YORK church wardens may be forgiven for polishing their pews and plumping up the prayer cushions as the dreaded "Mystery Worshipper" prepares to descend on his latest venue.

After more than seven years of cloak and dagger-like visits, the elusive inspector has now clocked up 1,000 reviews of places of worship. And York has not escaped this secret "name and shame" tour which examines everything from what bevvies are served at the end of the service to any features which made the worshipper feel like he was in hell.

No stone is left unturned in the write-ups that follow on the www.ship-of-fools.com website which prompts the worshipper with questions such as "which part of the service was like being in heaven?" and "Was the worship stiff-upper-lip, happy clappy, or what?"

Already this year, the Vision's Service, St Cuthbert's in York, has been treated to a secret visit.

"I counted 17 people, a middling sort of size for the amount of space we actually had (that wasn't filled up with TV screens and random bits of kit)," writes the worshipper.

He comments on being on first-name terms with two people by the time the service started and enjoying "a very interesting conversation about didactic teaching with an ex-vicar". Moments later he dramatically side tracks, exclaiming: "Vision's has beanbags!" Heavens.

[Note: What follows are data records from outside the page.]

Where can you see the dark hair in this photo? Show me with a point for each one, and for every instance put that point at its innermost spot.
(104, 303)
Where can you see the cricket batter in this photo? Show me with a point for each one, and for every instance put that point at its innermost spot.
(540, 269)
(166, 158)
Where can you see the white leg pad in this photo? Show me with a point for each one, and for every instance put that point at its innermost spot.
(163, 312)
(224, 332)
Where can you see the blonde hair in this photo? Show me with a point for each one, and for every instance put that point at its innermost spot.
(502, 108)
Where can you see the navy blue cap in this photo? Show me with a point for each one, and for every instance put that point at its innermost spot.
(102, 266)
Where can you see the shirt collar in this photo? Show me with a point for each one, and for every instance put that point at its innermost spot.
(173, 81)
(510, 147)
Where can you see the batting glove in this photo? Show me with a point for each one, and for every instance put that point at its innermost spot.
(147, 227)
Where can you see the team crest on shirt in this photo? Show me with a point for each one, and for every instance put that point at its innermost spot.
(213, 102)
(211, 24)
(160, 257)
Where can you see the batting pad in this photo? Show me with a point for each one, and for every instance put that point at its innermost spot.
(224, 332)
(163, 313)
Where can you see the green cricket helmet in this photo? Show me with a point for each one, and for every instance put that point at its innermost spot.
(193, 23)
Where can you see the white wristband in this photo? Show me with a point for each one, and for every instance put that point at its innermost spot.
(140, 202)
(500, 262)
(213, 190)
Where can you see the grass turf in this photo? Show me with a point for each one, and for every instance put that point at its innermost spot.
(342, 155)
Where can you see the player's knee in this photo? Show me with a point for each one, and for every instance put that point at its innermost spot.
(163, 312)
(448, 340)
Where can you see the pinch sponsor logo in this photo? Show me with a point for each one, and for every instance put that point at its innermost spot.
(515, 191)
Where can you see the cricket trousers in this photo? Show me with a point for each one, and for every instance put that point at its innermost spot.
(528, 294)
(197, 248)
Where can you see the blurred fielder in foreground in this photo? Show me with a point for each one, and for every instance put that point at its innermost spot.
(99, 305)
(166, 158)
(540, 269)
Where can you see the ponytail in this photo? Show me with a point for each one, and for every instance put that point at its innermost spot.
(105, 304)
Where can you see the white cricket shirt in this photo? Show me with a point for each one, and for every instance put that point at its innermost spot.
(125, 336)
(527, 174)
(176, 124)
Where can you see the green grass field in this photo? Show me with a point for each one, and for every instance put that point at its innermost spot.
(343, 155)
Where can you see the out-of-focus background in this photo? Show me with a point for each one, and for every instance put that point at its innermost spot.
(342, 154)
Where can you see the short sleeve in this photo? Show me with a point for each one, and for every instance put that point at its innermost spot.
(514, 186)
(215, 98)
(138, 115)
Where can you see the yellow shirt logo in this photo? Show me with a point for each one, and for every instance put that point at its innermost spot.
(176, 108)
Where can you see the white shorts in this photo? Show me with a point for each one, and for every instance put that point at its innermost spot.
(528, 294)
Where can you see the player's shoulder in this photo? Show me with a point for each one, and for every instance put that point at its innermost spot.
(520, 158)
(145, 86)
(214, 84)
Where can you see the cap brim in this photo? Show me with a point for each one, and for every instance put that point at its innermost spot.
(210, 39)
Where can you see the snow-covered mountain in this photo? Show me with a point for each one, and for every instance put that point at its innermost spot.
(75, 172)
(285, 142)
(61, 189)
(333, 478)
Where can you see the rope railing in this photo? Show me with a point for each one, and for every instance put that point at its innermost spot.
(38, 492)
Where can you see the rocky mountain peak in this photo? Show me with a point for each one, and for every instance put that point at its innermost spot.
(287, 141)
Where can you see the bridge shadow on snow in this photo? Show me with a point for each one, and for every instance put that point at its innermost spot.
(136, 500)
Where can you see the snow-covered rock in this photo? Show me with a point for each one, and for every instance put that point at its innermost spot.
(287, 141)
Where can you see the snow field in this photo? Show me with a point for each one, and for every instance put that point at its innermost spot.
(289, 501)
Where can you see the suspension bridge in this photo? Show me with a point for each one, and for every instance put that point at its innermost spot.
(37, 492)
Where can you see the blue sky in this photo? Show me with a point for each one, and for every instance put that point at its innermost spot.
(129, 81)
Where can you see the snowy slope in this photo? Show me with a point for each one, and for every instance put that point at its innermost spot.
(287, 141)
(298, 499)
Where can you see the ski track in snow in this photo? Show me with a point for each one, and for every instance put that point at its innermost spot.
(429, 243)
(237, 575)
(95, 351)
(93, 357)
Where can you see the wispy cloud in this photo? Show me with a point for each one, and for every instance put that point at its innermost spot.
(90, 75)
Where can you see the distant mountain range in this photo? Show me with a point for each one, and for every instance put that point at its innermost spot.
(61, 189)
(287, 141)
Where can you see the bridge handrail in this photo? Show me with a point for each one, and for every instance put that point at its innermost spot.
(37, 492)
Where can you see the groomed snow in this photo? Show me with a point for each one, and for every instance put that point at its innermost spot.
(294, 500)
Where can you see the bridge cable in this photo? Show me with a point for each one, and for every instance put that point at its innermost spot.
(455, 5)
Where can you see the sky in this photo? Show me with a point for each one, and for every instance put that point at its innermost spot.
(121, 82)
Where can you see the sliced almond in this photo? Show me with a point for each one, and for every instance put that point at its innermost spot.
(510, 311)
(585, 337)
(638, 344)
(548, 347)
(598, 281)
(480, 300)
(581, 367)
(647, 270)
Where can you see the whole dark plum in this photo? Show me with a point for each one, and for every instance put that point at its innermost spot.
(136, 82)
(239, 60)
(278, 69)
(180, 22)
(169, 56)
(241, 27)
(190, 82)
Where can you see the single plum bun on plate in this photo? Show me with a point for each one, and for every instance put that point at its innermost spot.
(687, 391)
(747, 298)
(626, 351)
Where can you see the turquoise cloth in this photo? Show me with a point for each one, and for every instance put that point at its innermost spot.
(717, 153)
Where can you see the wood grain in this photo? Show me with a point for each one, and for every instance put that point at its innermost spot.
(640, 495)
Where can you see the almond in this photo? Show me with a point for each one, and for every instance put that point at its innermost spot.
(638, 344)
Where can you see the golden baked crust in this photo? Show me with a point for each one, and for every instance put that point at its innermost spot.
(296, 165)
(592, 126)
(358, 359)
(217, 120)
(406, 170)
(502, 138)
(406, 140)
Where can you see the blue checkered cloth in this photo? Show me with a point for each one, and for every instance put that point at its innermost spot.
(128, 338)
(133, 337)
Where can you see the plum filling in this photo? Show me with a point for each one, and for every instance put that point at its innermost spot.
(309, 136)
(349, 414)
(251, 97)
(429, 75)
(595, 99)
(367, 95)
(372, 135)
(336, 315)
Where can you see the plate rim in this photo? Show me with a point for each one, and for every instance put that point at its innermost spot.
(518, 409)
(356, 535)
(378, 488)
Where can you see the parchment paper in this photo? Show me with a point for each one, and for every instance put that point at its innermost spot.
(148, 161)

However, the temptation to wriggle around on a sack of squashed polystyrene balls in a quest for ultimate comfort proved too much for our note-taker who opted instead to "perch on one of the plastic chairs around the rim of the space".

Fellow worshippers must surely feel enlightened by such close attention to detail. He goes on to comment on the ambient/ world background music playing during communion with the words: "That was a new one for me. It felt freaky."

St Michael le Belfrey, York, was also treated to a mystery visit - this time around Christmas when the worshipper would have us believe the church over indulged in festive spirit.

He laments that he was distracted by the Christmas tree lights that "twinkled at a ridiculous intensity". Still not content, he writes: "The guitarist was blocking my view to the OHP screen so I had to keep ducking to read the words. In the last verse of each of the hymns the drummer seemed to get a bit carried away, and I was very tempted to air drum with him." Bah hum bug!

The sermon, he says, was "23 minutes and 34 seconds - including 4 minutes dedicated to reading one of the books in the "Thomas the Tank Engine" series".

Did the service make you feel glad to be a Christian? asks the website

"Yes. No one else could talk about Thomas The the Tank Engine so seriously and get respect for it," he writes.

What one thing will you remember about all this in seven days' time?

"The drummer, and the colours of the engine in Thomas The Tank Engine."

All the important aspects of the sermon then.

In another York church, the Mystery Worshipper was again asked what, if anything, had distracted him.

"The preacher's cope was too big for him and he looked like a small boy in grown up's clothing!"

York churches beware - the next mystery visit could be you.